The Mayor said pursuing a public vote is a last resort. An election would cost taxpayers more than $100,000 to hold, Joven said. It would also take about one year to schedule, he added.
“A campaign is a lot of work, it’s hard work,” said Joven, who noted it would take at least 7,000 signatures to get the ordinance issue on the ballot.
Sprawls said this week that he would support a public vote on the proposed ordinance, but did not think it was needed because legal abortions have not occurred in Odessa in at least a decade, according to local health officials.
“It would be an ordinance chasing a problem we don’t have,” Sprawls said. “We don’t need that.”
Sprawls also said he thought it was ironic that Joven and council members Denise Swanner and Mark Matta are reluctant to hold a public vote on the abortion ordinance because of the cost, but are lobbying for a public vote on whether to renovate the city’s aging water plant.

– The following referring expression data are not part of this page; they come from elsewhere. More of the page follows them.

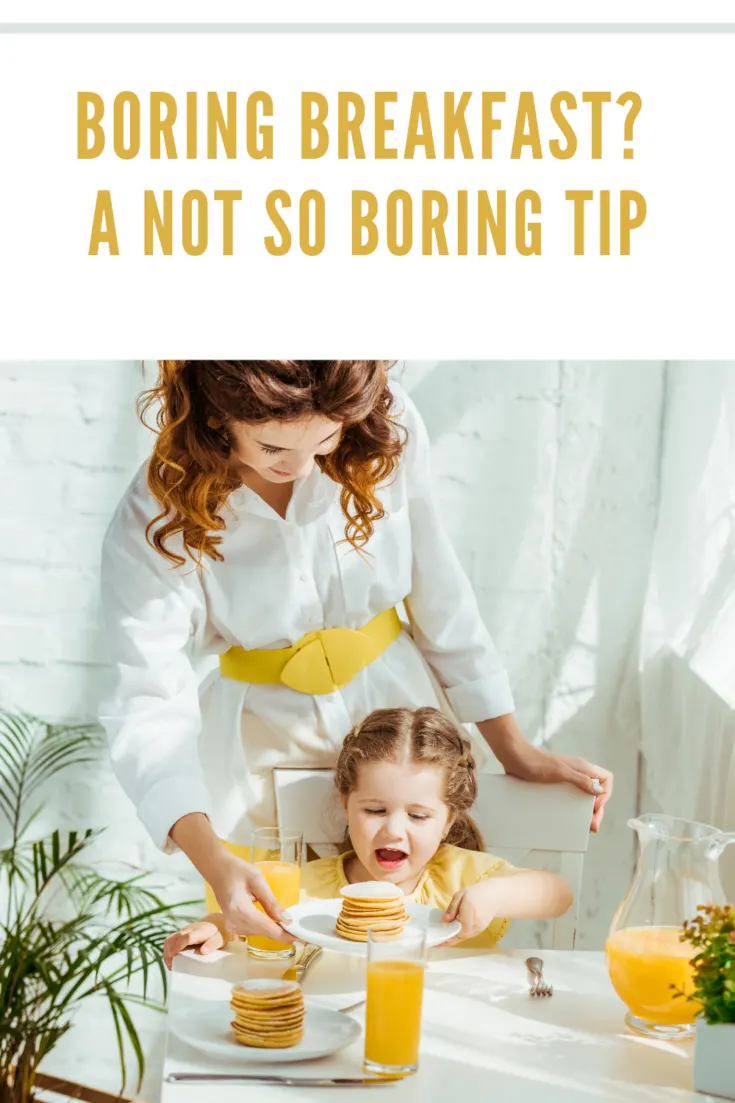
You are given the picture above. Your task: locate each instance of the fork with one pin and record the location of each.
(306, 960)
(538, 985)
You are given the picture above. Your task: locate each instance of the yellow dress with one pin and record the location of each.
(451, 868)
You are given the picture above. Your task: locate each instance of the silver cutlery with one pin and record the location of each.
(536, 984)
(304, 964)
(240, 1078)
(298, 971)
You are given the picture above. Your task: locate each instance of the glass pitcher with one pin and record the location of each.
(675, 873)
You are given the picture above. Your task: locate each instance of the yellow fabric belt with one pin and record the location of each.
(321, 662)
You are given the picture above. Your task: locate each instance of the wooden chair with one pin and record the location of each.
(514, 816)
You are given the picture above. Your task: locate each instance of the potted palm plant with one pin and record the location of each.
(712, 934)
(67, 931)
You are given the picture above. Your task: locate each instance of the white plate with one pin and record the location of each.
(206, 1028)
(313, 921)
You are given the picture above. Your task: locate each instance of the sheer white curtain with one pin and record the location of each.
(688, 641)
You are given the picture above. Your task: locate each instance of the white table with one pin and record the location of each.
(482, 1037)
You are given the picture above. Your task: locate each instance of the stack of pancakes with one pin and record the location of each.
(268, 1015)
(375, 905)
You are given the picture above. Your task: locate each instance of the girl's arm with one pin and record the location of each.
(529, 893)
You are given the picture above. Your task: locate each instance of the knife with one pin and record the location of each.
(243, 1078)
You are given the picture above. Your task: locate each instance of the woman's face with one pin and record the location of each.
(396, 818)
(281, 451)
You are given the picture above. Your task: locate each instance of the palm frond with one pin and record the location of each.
(33, 751)
(120, 898)
(109, 946)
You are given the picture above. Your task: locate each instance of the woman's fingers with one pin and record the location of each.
(248, 920)
(593, 779)
(264, 895)
(215, 942)
(454, 906)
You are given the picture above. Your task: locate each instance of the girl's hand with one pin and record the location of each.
(238, 886)
(475, 908)
(204, 934)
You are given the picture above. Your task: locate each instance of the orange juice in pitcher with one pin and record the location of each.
(645, 963)
(648, 963)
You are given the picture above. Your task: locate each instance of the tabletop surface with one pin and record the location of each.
(480, 1032)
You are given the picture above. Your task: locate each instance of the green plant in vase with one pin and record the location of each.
(712, 934)
(67, 932)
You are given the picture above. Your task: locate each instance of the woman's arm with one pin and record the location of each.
(521, 759)
(152, 717)
(448, 629)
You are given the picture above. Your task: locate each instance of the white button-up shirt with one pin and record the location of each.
(184, 742)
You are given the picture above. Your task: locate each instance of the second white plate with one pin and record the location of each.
(206, 1028)
(313, 921)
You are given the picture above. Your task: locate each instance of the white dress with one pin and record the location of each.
(184, 742)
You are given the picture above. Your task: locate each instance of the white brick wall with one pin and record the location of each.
(547, 473)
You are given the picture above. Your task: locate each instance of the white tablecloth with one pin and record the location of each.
(482, 1037)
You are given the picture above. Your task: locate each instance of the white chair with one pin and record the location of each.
(512, 815)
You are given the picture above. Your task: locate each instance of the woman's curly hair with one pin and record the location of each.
(191, 473)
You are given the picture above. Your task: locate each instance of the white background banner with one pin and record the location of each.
(668, 298)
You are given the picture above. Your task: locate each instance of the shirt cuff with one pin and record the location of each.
(167, 802)
(483, 699)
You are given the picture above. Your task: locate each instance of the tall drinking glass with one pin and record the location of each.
(277, 854)
(395, 993)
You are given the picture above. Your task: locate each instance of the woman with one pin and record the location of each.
(283, 499)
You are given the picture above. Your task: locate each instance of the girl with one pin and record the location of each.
(406, 780)
(285, 514)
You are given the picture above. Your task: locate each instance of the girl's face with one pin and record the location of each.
(280, 451)
(397, 818)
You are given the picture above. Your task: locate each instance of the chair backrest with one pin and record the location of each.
(512, 815)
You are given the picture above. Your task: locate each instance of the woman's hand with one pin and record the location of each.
(238, 886)
(205, 935)
(475, 907)
(521, 759)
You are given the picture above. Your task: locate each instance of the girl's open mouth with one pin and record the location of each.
(389, 858)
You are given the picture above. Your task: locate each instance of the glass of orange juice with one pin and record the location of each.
(277, 854)
(395, 994)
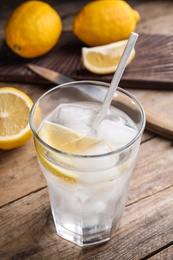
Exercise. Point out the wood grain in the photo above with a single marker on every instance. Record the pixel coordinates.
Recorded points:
(146, 231)
(152, 67)
(32, 234)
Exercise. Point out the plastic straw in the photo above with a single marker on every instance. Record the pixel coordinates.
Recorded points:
(115, 81)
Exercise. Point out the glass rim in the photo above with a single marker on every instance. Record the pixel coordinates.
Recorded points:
(101, 84)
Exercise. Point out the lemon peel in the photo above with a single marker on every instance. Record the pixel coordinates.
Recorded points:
(104, 59)
(15, 107)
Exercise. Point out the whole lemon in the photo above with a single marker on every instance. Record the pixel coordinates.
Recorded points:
(103, 22)
(33, 29)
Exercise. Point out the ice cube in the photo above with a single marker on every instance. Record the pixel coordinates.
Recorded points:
(119, 134)
(75, 116)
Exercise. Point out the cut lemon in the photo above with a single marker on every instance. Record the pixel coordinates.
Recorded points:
(65, 139)
(104, 59)
(15, 106)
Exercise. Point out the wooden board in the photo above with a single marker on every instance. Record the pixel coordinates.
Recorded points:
(152, 67)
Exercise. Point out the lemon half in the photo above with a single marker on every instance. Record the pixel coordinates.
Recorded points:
(15, 107)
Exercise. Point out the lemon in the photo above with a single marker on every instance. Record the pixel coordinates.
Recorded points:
(33, 29)
(66, 140)
(15, 107)
(103, 22)
(104, 59)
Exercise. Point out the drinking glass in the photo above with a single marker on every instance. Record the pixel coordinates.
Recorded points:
(88, 192)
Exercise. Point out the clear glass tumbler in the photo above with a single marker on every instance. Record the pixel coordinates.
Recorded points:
(88, 192)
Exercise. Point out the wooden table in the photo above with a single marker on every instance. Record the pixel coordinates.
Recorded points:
(146, 231)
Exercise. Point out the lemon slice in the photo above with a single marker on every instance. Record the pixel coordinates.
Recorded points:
(15, 107)
(104, 59)
(65, 139)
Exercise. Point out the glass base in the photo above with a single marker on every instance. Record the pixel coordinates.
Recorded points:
(88, 237)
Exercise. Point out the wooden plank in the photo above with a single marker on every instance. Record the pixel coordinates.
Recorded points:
(151, 173)
(151, 68)
(27, 231)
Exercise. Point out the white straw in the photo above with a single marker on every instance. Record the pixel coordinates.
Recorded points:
(115, 81)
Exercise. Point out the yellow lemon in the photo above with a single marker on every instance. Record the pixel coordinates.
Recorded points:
(15, 107)
(104, 59)
(33, 29)
(103, 22)
(66, 140)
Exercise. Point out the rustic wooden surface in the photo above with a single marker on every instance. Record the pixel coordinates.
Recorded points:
(146, 231)
(151, 68)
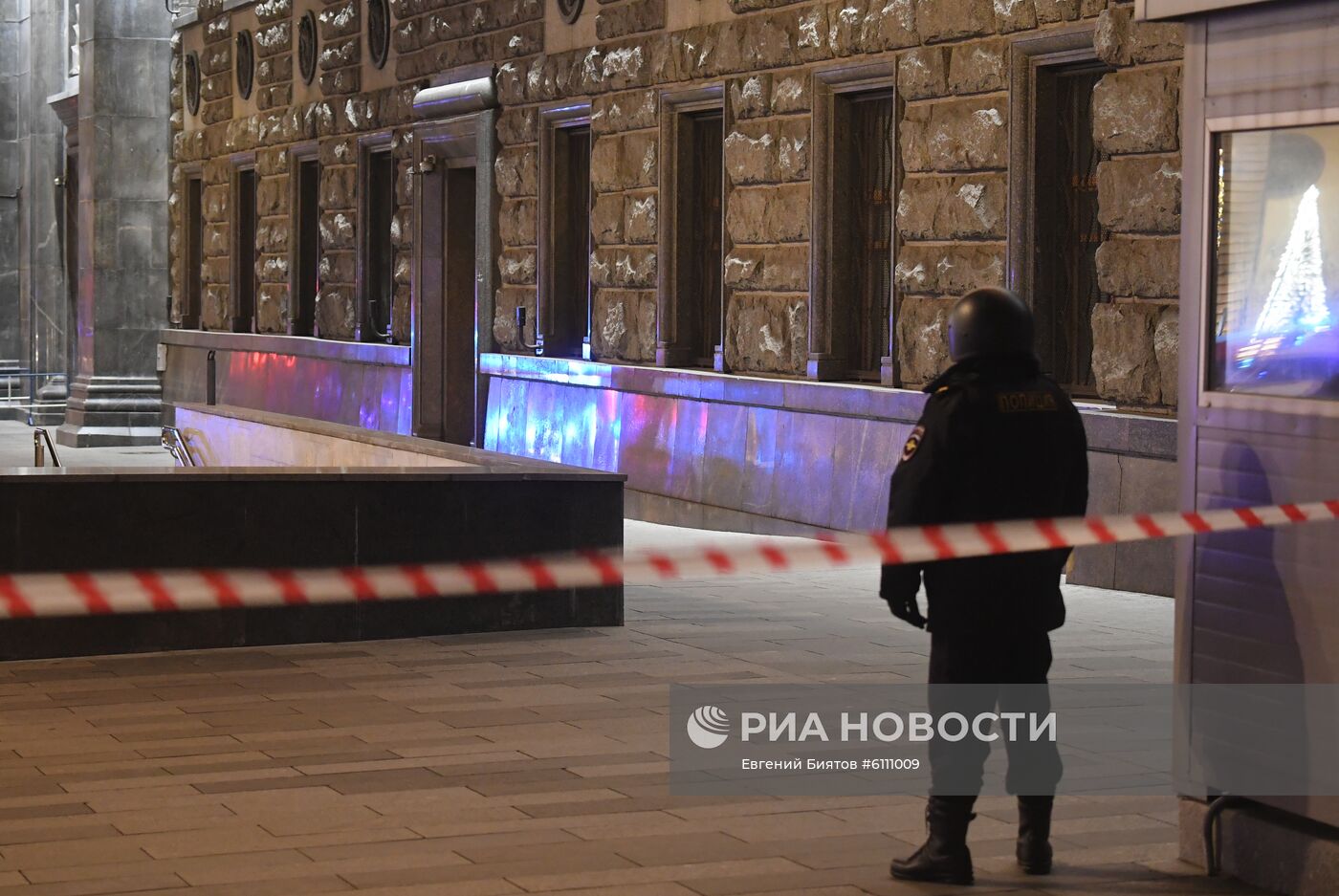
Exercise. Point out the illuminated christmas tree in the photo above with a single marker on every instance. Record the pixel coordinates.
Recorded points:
(1296, 301)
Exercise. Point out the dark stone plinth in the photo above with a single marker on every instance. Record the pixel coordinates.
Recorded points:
(70, 520)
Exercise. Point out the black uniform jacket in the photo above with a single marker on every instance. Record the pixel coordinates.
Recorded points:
(997, 441)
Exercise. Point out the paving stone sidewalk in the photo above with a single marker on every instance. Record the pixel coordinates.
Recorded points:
(524, 762)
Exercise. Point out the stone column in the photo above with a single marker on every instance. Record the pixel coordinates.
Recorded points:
(123, 184)
(13, 76)
(46, 290)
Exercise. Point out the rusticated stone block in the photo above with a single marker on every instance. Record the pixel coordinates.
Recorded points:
(274, 39)
(339, 186)
(1120, 40)
(1015, 15)
(272, 234)
(923, 73)
(750, 97)
(639, 220)
(889, 24)
(1125, 360)
(606, 218)
(769, 268)
(923, 338)
(1167, 341)
(763, 214)
(214, 308)
(524, 40)
(402, 304)
(955, 136)
(792, 93)
(628, 111)
(217, 241)
(1051, 11)
(629, 17)
(338, 267)
(517, 223)
(752, 153)
(1137, 110)
(272, 268)
(753, 6)
(950, 270)
(625, 267)
(623, 324)
(338, 54)
(216, 270)
(953, 208)
(274, 97)
(341, 150)
(216, 203)
(340, 20)
(940, 20)
(274, 70)
(979, 67)
(402, 229)
(517, 126)
(766, 333)
(504, 317)
(337, 230)
(272, 196)
(337, 313)
(517, 267)
(625, 161)
(274, 10)
(767, 151)
(517, 170)
(338, 83)
(216, 60)
(1138, 193)
(1147, 268)
(217, 30)
(646, 60)
(216, 87)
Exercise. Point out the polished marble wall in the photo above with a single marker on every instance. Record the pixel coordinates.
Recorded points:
(738, 451)
(362, 384)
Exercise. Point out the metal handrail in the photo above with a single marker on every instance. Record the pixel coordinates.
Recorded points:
(176, 445)
(40, 435)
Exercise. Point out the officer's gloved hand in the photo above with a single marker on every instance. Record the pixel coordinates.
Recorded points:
(907, 609)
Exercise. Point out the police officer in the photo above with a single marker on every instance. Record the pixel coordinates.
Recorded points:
(998, 441)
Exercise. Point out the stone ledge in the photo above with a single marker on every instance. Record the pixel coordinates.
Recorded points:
(1108, 431)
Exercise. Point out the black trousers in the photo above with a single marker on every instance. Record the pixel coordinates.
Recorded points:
(975, 674)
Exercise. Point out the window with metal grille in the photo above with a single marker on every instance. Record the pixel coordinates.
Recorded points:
(245, 280)
(569, 333)
(194, 259)
(378, 251)
(307, 252)
(700, 229)
(1066, 228)
(864, 183)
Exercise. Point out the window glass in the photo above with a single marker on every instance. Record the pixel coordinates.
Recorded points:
(1275, 288)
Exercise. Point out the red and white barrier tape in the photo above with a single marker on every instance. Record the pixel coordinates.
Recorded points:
(86, 594)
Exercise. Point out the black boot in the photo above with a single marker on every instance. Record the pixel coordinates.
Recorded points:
(944, 859)
(1034, 835)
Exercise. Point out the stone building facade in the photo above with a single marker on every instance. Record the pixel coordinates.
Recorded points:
(83, 226)
(968, 205)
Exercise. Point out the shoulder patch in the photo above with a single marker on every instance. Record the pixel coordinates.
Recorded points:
(1024, 402)
(912, 442)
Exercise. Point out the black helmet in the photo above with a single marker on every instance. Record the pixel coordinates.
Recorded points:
(990, 321)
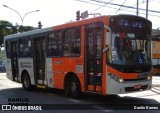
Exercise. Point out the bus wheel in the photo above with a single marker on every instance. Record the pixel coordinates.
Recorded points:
(26, 82)
(75, 88)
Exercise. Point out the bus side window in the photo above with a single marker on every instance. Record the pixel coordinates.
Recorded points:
(71, 43)
(54, 44)
(8, 49)
(25, 48)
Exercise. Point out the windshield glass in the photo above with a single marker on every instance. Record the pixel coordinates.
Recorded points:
(129, 49)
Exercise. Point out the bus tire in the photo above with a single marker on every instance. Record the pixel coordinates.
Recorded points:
(26, 82)
(75, 88)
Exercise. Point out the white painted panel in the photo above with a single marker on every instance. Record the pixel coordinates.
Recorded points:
(8, 69)
(49, 71)
(27, 64)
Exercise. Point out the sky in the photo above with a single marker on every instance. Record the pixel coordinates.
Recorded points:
(56, 12)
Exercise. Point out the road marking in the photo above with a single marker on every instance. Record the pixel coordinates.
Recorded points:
(102, 109)
(74, 100)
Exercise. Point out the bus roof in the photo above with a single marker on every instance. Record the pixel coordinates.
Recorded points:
(105, 19)
(58, 27)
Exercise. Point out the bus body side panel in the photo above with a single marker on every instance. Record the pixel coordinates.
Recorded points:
(62, 66)
(49, 72)
(9, 69)
(115, 87)
(26, 64)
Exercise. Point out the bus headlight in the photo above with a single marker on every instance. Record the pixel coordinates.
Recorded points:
(114, 77)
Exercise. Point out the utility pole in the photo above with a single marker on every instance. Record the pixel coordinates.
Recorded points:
(147, 9)
(137, 8)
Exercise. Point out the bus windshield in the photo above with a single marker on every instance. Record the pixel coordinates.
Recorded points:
(130, 49)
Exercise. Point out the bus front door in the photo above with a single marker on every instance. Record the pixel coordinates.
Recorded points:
(14, 60)
(39, 60)
(93, 59)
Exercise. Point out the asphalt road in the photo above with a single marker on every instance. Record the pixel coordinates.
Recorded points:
(54, 101)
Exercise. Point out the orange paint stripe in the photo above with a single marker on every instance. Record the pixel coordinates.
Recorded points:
(123, 75)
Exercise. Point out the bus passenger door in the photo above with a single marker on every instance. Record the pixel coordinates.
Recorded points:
(39, 60)
(93, 59)
(14, 60)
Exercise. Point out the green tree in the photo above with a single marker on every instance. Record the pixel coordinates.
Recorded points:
(7, 28)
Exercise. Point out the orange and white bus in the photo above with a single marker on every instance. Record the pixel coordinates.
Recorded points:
(155, 55)
(104, 55)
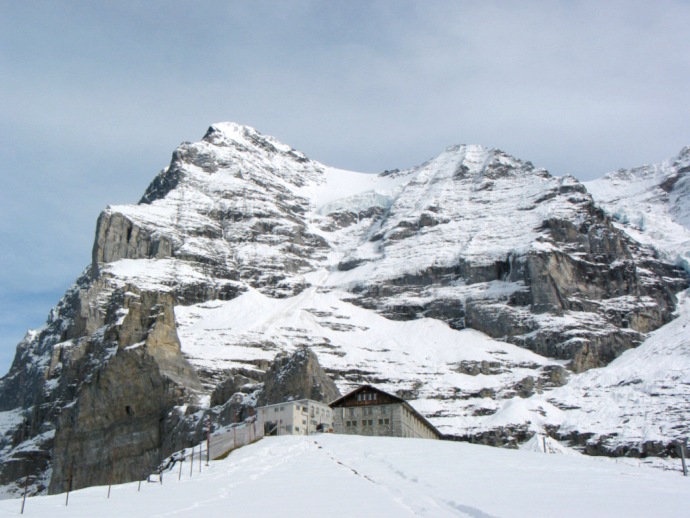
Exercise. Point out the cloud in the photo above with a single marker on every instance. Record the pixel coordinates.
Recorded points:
(97, 95)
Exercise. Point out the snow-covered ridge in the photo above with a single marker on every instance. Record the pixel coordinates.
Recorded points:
(466, 284)
(652, 204)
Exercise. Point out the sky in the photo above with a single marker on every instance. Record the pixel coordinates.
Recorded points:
(95, 96)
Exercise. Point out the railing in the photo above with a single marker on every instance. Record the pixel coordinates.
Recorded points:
(235, 436)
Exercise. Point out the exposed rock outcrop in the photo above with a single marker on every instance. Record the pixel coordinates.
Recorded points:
(297, 376)
(475, 238)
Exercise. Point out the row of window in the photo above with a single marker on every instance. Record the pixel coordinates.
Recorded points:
(367, 422)
(367, 410)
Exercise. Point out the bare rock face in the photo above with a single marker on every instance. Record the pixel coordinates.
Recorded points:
(113, 432)
(475, 238)
(298, 376)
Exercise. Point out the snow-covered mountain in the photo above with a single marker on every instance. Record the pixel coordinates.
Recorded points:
(474, 285)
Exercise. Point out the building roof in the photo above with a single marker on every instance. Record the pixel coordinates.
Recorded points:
(392, 400)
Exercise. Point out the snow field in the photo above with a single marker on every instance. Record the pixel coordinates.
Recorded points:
(353, 476)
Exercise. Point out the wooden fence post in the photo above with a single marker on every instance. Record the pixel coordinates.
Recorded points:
(681, 448)
(69, 485)
(26, 489)
(191, 463)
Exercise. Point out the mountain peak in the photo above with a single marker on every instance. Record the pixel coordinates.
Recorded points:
(225, 134)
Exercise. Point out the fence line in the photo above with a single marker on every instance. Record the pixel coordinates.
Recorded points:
(236, 436)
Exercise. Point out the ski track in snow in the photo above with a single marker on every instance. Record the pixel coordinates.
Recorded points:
(350, 476)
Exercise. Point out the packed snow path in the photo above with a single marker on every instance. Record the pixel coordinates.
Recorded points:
(360, 477)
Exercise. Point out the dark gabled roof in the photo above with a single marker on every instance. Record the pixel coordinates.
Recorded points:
(396, 399)
(364, 388)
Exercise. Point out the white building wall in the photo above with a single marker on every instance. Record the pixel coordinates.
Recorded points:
(298, 417)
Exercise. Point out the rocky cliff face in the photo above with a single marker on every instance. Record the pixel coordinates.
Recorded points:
(298, 376)
(491, 274)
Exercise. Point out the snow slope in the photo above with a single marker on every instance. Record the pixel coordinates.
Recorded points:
(423, 357)
(642, 396)
(359, 476)
(652, 204)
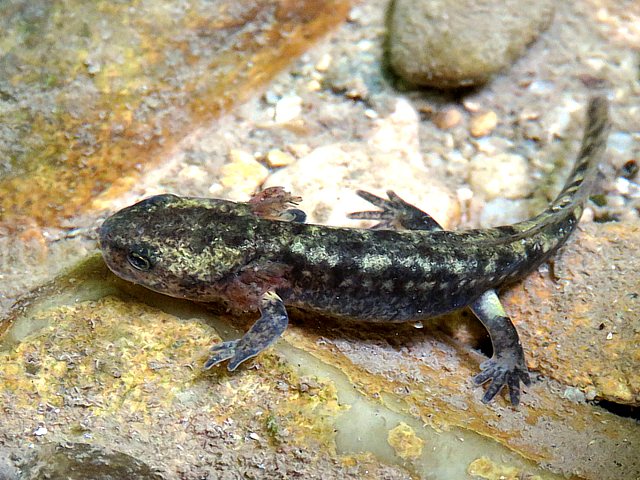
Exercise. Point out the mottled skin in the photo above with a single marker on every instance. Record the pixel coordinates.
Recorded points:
(260, 255)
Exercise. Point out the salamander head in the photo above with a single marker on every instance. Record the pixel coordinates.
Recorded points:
(179, 246)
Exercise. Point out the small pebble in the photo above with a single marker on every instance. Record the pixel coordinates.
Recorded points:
(278, 158)
(288, 108)
(324, 63)
(483, 124)
(314, 86)
(447, 118)
(503, 175)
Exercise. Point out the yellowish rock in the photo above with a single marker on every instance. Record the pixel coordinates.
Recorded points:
(243, 174)
(485, 468)
(483, 124)
(405, 442)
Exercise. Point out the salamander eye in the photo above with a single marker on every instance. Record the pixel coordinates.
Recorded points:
(139, 260)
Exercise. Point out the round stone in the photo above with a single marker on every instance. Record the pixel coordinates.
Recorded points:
(460, 43)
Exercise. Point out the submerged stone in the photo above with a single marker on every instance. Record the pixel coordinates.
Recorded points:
(452, 44)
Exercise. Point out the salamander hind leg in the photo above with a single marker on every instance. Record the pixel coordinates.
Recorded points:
(395, 214)
(272, 323)
(507, 367)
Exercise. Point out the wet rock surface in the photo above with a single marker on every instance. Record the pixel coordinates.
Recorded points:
(105, 367)
(83, 461)
(452, 44)
(586, 308)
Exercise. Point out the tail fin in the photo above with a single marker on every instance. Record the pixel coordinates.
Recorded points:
(570, 201)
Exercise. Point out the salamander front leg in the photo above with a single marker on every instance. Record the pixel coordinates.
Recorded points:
(269, 327)
(507, 366)
(395, 214)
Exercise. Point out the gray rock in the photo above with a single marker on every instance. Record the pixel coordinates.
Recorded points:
(459, 43)
(81, 461)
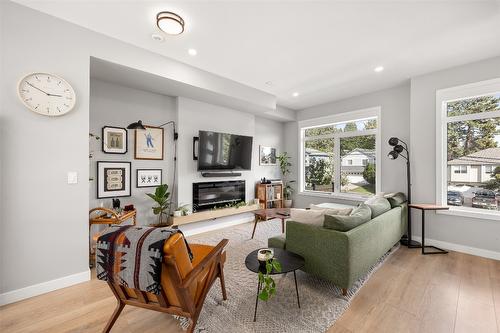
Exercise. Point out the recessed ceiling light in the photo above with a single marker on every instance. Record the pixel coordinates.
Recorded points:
(170, 23)
(157, 37)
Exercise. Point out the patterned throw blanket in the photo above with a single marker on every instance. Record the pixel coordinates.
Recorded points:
(132, 256)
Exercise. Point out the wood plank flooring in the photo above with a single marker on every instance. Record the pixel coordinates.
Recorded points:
(409, 293)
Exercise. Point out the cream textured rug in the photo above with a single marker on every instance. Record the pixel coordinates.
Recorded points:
(321, 302)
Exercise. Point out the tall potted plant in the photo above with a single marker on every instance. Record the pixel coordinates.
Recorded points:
(284, 162)
(160, 196)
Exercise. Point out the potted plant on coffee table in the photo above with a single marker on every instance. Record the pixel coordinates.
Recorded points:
(284, 162)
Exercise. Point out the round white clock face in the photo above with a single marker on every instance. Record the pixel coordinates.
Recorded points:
(46, 94)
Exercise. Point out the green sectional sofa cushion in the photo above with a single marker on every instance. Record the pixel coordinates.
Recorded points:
(378, 206)
(359, 215)
(396, 199)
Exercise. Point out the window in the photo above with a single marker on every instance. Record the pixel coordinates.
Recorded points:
(460, 169)
(339, 154)
(469, 146)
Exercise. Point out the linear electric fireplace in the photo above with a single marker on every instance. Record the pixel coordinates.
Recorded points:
(208, 195)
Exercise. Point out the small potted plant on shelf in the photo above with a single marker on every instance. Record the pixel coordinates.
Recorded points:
(161, 197)
(182, 210)
(284, 162)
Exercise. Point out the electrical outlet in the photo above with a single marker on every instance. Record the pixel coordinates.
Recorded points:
(72, 177)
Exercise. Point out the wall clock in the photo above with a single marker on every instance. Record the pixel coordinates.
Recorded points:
(46, 94)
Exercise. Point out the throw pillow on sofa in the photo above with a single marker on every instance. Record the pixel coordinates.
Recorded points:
(378, 206)
(332, 211)
(396, 199)
(307, 215)
(359, 215)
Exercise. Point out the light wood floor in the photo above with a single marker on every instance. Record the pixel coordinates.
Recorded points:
(409, 293)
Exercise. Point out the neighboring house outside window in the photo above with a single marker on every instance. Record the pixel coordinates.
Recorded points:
(340, 156)
(469, 146)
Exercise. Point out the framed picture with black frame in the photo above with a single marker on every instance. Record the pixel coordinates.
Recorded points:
(113, 179)
(149, 177)
(114, 140)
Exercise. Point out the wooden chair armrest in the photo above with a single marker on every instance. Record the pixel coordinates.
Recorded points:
(191, 276)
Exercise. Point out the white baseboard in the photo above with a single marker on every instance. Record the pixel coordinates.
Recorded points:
(44, 287)
(460, 248)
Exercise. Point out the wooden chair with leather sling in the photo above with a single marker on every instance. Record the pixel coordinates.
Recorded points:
(185, 284)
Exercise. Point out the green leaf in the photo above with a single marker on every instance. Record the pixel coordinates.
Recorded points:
(264, 295)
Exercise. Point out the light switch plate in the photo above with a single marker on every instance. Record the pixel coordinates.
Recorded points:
(72, 177)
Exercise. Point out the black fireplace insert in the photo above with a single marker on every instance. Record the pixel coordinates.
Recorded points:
(208, 195)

“Sometimes what they say and do doesn’t make a lot of sense,” Sprawls said.
Matta took exception to Sprawls comments.
“I have never said I’m opposed to a public vote on this sanctuary city ordinance,” Matta wrote in a text sent to the OA. “I haven’t said anything to Tom Sprawls about not wanting to take this to a public vote or take this to a public vote. (sic)
“He just assumed what he said in order to help make (the OA’s) story a lil’ more juicy and to get a lil’ dig in there as a bonus. I realize the (OA’s) job is to try and sell papers. For the record I am not opposed to a public vote on this issue. This is all I have to say about this.”
The mayor has repeatedly called the sanctuary city ordinance his “top priority” for Odessa.